Using Snowpipe Streaming with Apache Iceberg™ tables¶
With Snowflake Ingest SDK versions 3.0.0 and later, Snowpipe Streaming can ingest data into Snowflake-managed Apache Iceberg tables. The Snowpipe Streaming Ingest Java SDK supports loading into both standard Snowflake tables (non-Iceberg) and Iceberg tables.
Data sent through the Snowpipe Streaming API ingests rows through one or more channels, which are automatically flushed according to the specified MAX_CLIENT_LAG
.
The MAX_CLIENT_LAG
property controls the latency of streaming ingestion.
For standard Snowflake tables (non-Iceberg), the default
MAX_CLIENT_LAG
is 1 second.For Iceberg tables, the default
MAX_CLIENT_LAG
is 30 seconds.
Snowflake connects to your storage location using an external volume, and Snowpipe Streaming flushes the data to create Iceberg-compatible Parquet data files with corresponding Iceberg metadata. These Parquet data and metadata files are uploaded to your configured external cloud storage location and made available as Snowflake-managed Iceberg tables registered with Snowflake as the Iceberg catalog.
Configurations¶
Create your Snowflake-managed Iceberg table with your configured external volume and specify the Iceberg table name in your open channel request.

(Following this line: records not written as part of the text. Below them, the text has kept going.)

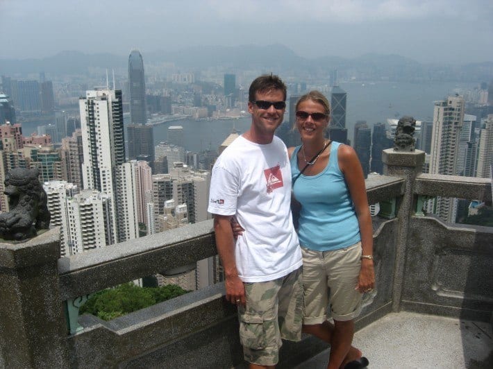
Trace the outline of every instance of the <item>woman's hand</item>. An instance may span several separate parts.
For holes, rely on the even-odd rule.
[[[233,230],[233,237],[235,237],[235,239],[237,239],[238,237],[243,234],[244,230],[240,225],[240,223],[236,220],[236,216],[232,216],[230,223],[231,223],[231,230]]]
[[[362,259],[361,260],[361,271],[358,278],[358,286],[355,289],[361,293],[370,292],[375,288],[375,271],[373,260]]]

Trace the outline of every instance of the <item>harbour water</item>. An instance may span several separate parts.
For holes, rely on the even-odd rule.
[[[449,94],[462,93],[476,85],[478,83],[341,83],[340,87],[347,93],[348,137],[352,139],[354,125],[359,120],[367,121],[370,127],[375,123],[385,122],[387,118],[403,115],[411,115],[417,120],[431,121],[434,101],[446,98]],[[286,114],[285,120],[287,119]],[[154,126],[154,141],[156,144],[166,141],[168,127],[181,126],[186,150],[196,152],[208,148],[215,150],[233,128],[243,132],[249,128],[250,123],[249,116],[232,120],[184,119],[167,122]]]
[[[348,137],[352,139],[354,125],[359,120],[367,121],[369,127],[373,127],[377,122],[385,122],[387,118],[403,115],[412,115],[417,120],[433,120],[434,101],[446,98],[449,94],[462,94],[467,89],[474,88],[480,82],[429,85],[392,83],[363,84],[360,82],[340,83],[340,87],[347,93],[346,126],[348,128]],[[129,117],[125,118],[124,123],[126,125]],[[285,120],[287,119],[286,114]],[[28,136],[37,130],[37,126],[48,123],[23,123],[23,133]],[[248,114],[244,117],[231,120],[183,119],[168,121],[154,126],[154,141],[156,144],[166,141],[168,127],[181,126],[183,127],[183,140],[186,150],[194,152],[209,148],[217,150],[233,128],[243,132],[249,128],[251,118]]]

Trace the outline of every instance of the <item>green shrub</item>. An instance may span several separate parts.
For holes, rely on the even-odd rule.
[[[79,314],[90,314],[103,320],[110,320],[187,292],[174,284],[142,288],[126,283],[92,295],[81,307]]]

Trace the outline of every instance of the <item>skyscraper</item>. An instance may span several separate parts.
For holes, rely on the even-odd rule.
[[[12,99],[6,94],[0,94],[0,124],[15,123],[15,108]]]
[[[85,189],[97,189],[110,196],[112,221],[108,233],[111,239],[108,244],[118,239],[118,208],[125,204],[117,203],[117,175],[121,174],[119,166],[125,161],[123,134],[123,103],[122,91],[100,89],[86,92],[86,96],[79,100],[81,112],[83,163],[83,181]]]
[[[129,124],[126,128],[128,159],[146,157],[148,162],[154,161],[154,135],[153,126]]]
[[[382,151],[394,146],[392,141],[387,137],[385,125],[376,123],[373,126],[371,137],[371,171],[383,174]]]
[[[457,160],[460,128],[464,121],[464,98],[456,95],[435,103],[431,137],[430,173],[458,175]],[[453,199],[437,197],[431,210],[449,223],[456,221],[456,206]]]
[[[132,50],[128,56],[128,92],[131,122],[133,124],[145,124],[147,117],[144,62],[138,50]]]
[[[66,167],[67,180],[82,189],[82,163],[84,152],[82,148],[82,132],[76,130],[72,137],[62,139],[62,160]]]
[[[366,121],[360,121],[354,129],[354,150],[361,162],[363,174],[366,178],[369,173],[370,148],[371,146],[371,130]]]
[[[51,80],[42,81],[40,85],[40,87],[41,110],[44,113],[52,113],[55,110],[55,97],[53,93],[53,83]]]
[[[168,127],[168,142],[177,146],[183,147],[183,127],[181,126]]]
[[[489,114],[481,128],[478,148],[478,166],[476,176],[491,178],[491,166],[493,164],[493,114]]]
[[[459,150],[457,154],[457,175],[466,177],[474,176],[476,161],[471,161],[472,157],[476,157],[476,144],[474,126],[476,116],[464,114],[464,121],[459,133]]]
[[[41,112],[40,83],[37,80],[12,80],[12,99],[20,110]]]
[[[422,121],[421,123],[421,139],[419,149],[427,154],[431,153],[431,134],[433,131],[433,121]]]
[[[48,210],[51,214],[50,228],[60,227],[60,255],[72,255],[69,243],[69,217],[67,201],[74,197],[80,189],[65,181],[50,181],[43,184],[47,193]]]
[[[331,94],[331,126],[335,128],[346,128],[346,92],[334,86]]]
[[[224,74],[224,98],[228,108],[235,106],[236,96],[236,76]]]
[[[276,135],[284,141],[287,146],[296,146],[301,143],[298,130],[293,127],[296,123],[296,104],[299,98],[298,95],[292,95],[288,99],[289,119],[285,118]]]

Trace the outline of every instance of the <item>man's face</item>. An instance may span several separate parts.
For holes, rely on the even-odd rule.
[[[284,94],[280,89],[273,89],[268,92],[256,92],[256,101],[269,101],[277,103],[284,101]],[[276,109],[271,105],[267,109],[260,109],[251,101],[248,103],[248,111],[251,114],[252,126],[258,134],[262,135],[273,135],[284,118],[285,107],[282,109]]]

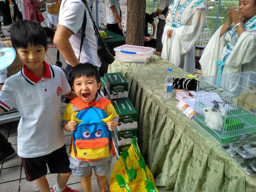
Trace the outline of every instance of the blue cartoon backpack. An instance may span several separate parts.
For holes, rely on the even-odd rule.
[[[79,97],[70,103],[80,110],[71,121],[78,123],[73,131],[72,140],[74,155],[77,158],[85,161],[97,160],[108,157],[111,152],[112,135],[106,123],[113,120],[103,109],[109,100],[102,98],[98,102],[85,103]],[[89,105],[94,105],[93,107]]]

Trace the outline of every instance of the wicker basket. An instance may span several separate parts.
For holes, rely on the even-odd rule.
[[[48,10],[48,12],[49,14],[57,14],[60,12],[60,5],[58,4],[51,6],[47,5],[47,9]]]

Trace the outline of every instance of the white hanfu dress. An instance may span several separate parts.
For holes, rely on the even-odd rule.
[[[256,15],[244,24],[239,38],[234,25],[220,38],[221,26],[211,38],[199,61],[203,76],[256,72]]]
[[[161,57],[194,74],[194,44],[205,26],[205,4],[203,0],[174,0],[169,9]],[[172,37],[167,37],[167,31],[173,29]]]

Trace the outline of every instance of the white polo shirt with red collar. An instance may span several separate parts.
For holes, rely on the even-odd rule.
[[[30,158],[47,155],[65,143],[60,97],[71,89],[59,67],[44,61],[43,77],[32,74],[23,64],[6,80],[0,92],[0,107],[16,108],[22,117],[18,127],[18,154]]]

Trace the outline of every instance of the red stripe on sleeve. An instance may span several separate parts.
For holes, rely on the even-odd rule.
[[[24,157],[23,158],[23,161],[24,162],[24,167],[25,168],[25,170],[26,171],[26,173],[27,173],[27,175],[28,176],[28,181],[29,181],[29,176],[28,175],[28,172],[27,171],[27,167],[26,167],[26,164],[25,163],[25,158]]]
[[[7,108],[7,109],[9,109],[9,110],[11,110],[11,108],[10,108],[7,105],[6,105],[4,103],[2,102],[1,102],[1,101],[0,101],[0,103],[1,103],[1,104],[2,104],[3,105],[4,105],[4,106],[5,106],[6,108]]]

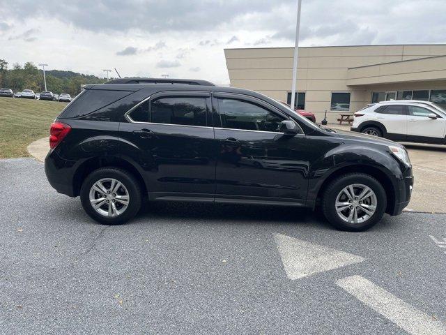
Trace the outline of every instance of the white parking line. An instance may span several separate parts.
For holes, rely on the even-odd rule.
[[[443,171],[437,171],[436,170],[424,169],[423,168],[418,168],[417,166],[414,166],[413,168],[417,170],[422,170],[423,171],[429,171],[429,172],[436,172],[440,173],[442,174],[446,174],[446,172],[444,172]]]
[[[413,334],[445,335],[446,325],[360,276],[344,278],[336,283],[400,328]]]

To enable Snowpipe Streaming with the Snowflake-managed Iceberg table, you need to set the following property ENABLE_ICEBERG_STREAMING=true
in the profile.json
file.
Supported data types¶
The Snowflake Ingest SDK supports most of the Iceberg data types, the same as what Snowflake currently supports. For more information, see Data types for Apache Iceberg™ tables.
The Snowflake Ingest SDK supports ingestion into the three structured data types: Structured ARRAY, Structured OBJECT, Structured MAP.
Usage notes¶
The default
MAX_CLIENT_LAG
for streaming to Snowflake-managed Iceberg tables is 30 seconds to ensure optimized Parquet files. You can set the property to a lower value, but we recommend not doing this unless there is a significantly high throughput.The Ingest SDK supports automatic serverless compaction of small Parquet files asynchronously.
The same client application cannot be used for Iceberg and non-Iceberg tables simultaneously.
Snowflake-managed Iceberg tables do not support client-side encryption.
The Iceberg compatible Parquet files are created based on the STORAGE_SERIALIZATION_POLICY specified on the Iceberg table.
Snowpipe Streaming only supports Snowflake as the Iceberg catalog, but it also supports syncing with Snowflake Open Catalog.
Snowflake connects to your storage location using an external volume. You are responsible for data storage for Iceberg tables.
Limitations¶
The limitations documented for Snowpipe Streaming also apply to Snowpipe Streaming with Iceberg tables.